Here's the instruction set for checking a circuit; start at page IN-26.
 

Attachments

  • How to troubleshoot ECU controlled systems (IN-15 to IN-31).pdf
    371.6 KB · Views: 36
No I do not have a spark but I do have a volt ohm meter. I will read through the attachment and start trouble shooting. Thanks for the response.
 
As I said, the procedure is:
1. Check for bad connectors; if good then,
2. Check for bad components; if good then,
3. Replace ECU.

This is extremely oversimplifying the procedure, but there it is, in a nutshell. IF you already have an understanding of how to trace faults using a meter, you won't get much insight from the instructions. The ECU troubleshooting section you have is the bible on the ignitor circuit.

Although the FSM says your ECU is bad if everything else is good, it probably isn't. It's usually something else, which the FSM procedure assumes is OK. Like the battery, fusible links, main ECU fuse, etc.

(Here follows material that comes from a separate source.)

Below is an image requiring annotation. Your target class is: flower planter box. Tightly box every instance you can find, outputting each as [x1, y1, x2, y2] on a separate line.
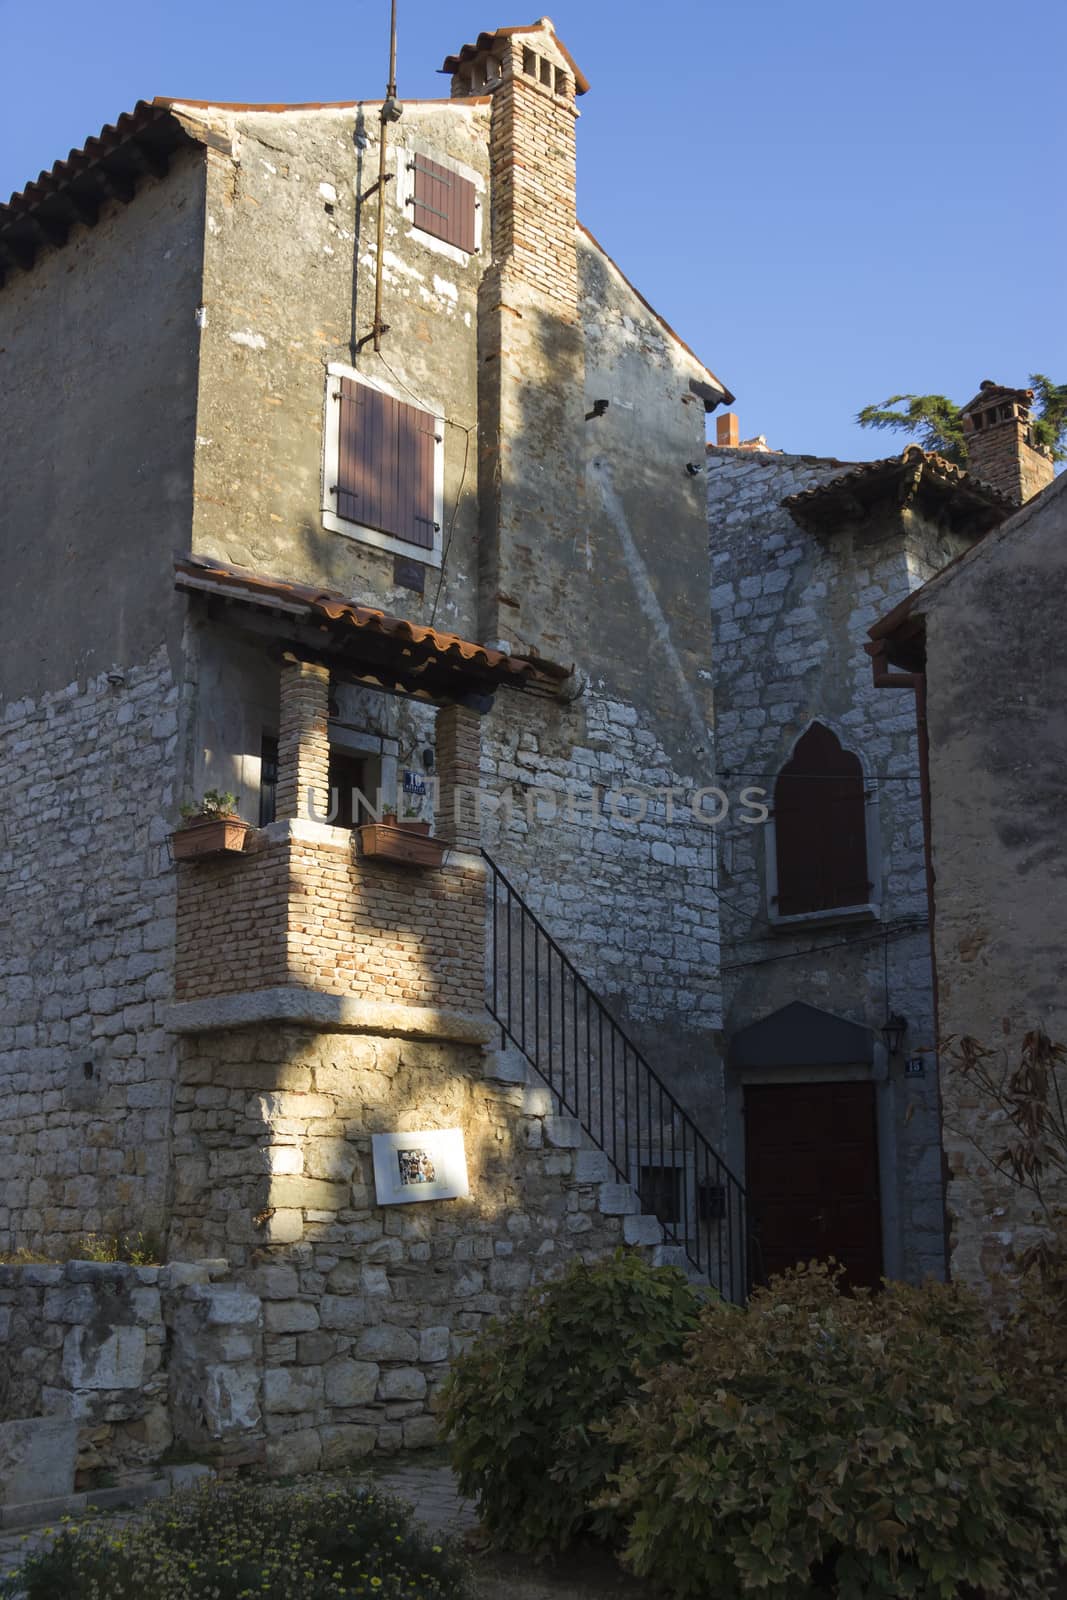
[358, 820, 445, 868]
[171, 817, 253, 861]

Even if your ECU has a fault, it can be repaired. The problem is usually leaking capacitor(s) on the board. It/they can be replaced.
 
That was easier than I would have thought. Started with the kick panel and inspected connections. Everything looked good doesn't appear that I am getting any moisture that has corroded anything. Attempt to start.... Nope! Remove and inspect ignition control module. Again, look great. Replace and attempt to start... FML! Coil wire and and two wire connector next to coil wire... Attempt three... Fires right over and runs normal. Wiggle two wire connector on top of coil and the engine stumbles and falls flat like a fat guy running down hill. CEL 1300 with no start. Manipulate the two prongs on the coil and the ones in the plug with a screwdriver so the connector does not have as much play and it is back to the races. Guess I need to replace the connector if I can find one. Seems to be much tighter and giving it the wiggle test does nothing now so I will drive and see what happens. If all else fails I have a 1980 240D (I wanted something slower than a Landcruiser) that will get me back and forth to work until I can do some more checking but seems to be running normal for now. Thanks again for all the help. I am really not that good with electrical so I tend to panic and get worked up before even checking the most minor of things.
 
If the connector is bad, or terminals inside need to be reaplced, that's any easy fix. The connector housing number is embossed on the rear of the housing. It'll be a 5-digit number. you need to add 90980 to the front of the number. That's the complete Toyota part number.
 
If the connector is bad, or terminals inside need to be reaplced, that's any easy fix. The connector housing number is embossed on the rear of the housing. It'll be a 5-digit number. you need to add 90980 to the front of the number. That's the complete Toyota part number.
I will have to look for that and see if I can get a new one. Looks to be in good shape but was pretty loose before I "restored" it with a screwdriver and some gentle pressure. Would give me a bit more piece of mind to just replace it though. Thanks again for all the replies. You certainly did help if simply by getting me to focus. I was a paramedic for 30 years so focus was one or two major problems for 20 to 30 minutes. DONE! Next. Not endlessly tracing wires for hours on end that I, in reality know nothing about. So thanks again and I am doing my best to learn.
 
The first two steps in solving any electrical problem are:
1. Check to see if there's power, and
2. Check to see if it's plugged in.

You'd be surprised at how many electrical problems can be solved without getting past step 2.